Page 5 of Kill the Farm Boy


  Darting across the keep, Argabella was careful to keep hidden, skidding behind a slumbering horse here and a wagon there and carefully skirting the frozen, wizened dingus of the old man who’d been preparing to pee on the same patch of mud for many years. As she neared the steps up to the Rose Room, which had once been the countess’s sitting room and the site of a rather dastardly curse by a very diabolical but annoyingly glamorous witch, she slowed and checked to see if the arrow was properly positioned in the little clippy thing on the crossbow. It seemed to be, so she pointed it away from herself and took a deep breath, her heart hammering and her buck teeth chattering.

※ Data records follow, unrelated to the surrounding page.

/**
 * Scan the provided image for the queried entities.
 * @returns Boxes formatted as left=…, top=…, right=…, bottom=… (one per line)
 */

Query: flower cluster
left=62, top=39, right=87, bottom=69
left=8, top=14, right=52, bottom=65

She smelled something, a strange stink, not unlike when dogs get their anal glands impacted and start butt scooting all over the cobbles, much to the embarrassment of any area wolves. Whatever was in the queen’s room was far more beast than Argabella was, and that was saying quite a lot.

  She steeled herself and swung into the doorway.

  “Halt, knave!” she cried, but it came out as more of a question.

  The cloaked figure looked up from where it crouched over the heart rose, which is what Argabella had named the beautifully glowing flower from which all the poison-green vines grew before multiplying and snaking away in their quest to envelop the castle. With a gasp, the figure withdrew from the rose and unfolded to stand.

  And kept unfolding. It was, in fact, a very tall figure.

  “I don’t wish to hurt you,” the figure said in a husky but female voice that promised violence. “But I must have this rose.”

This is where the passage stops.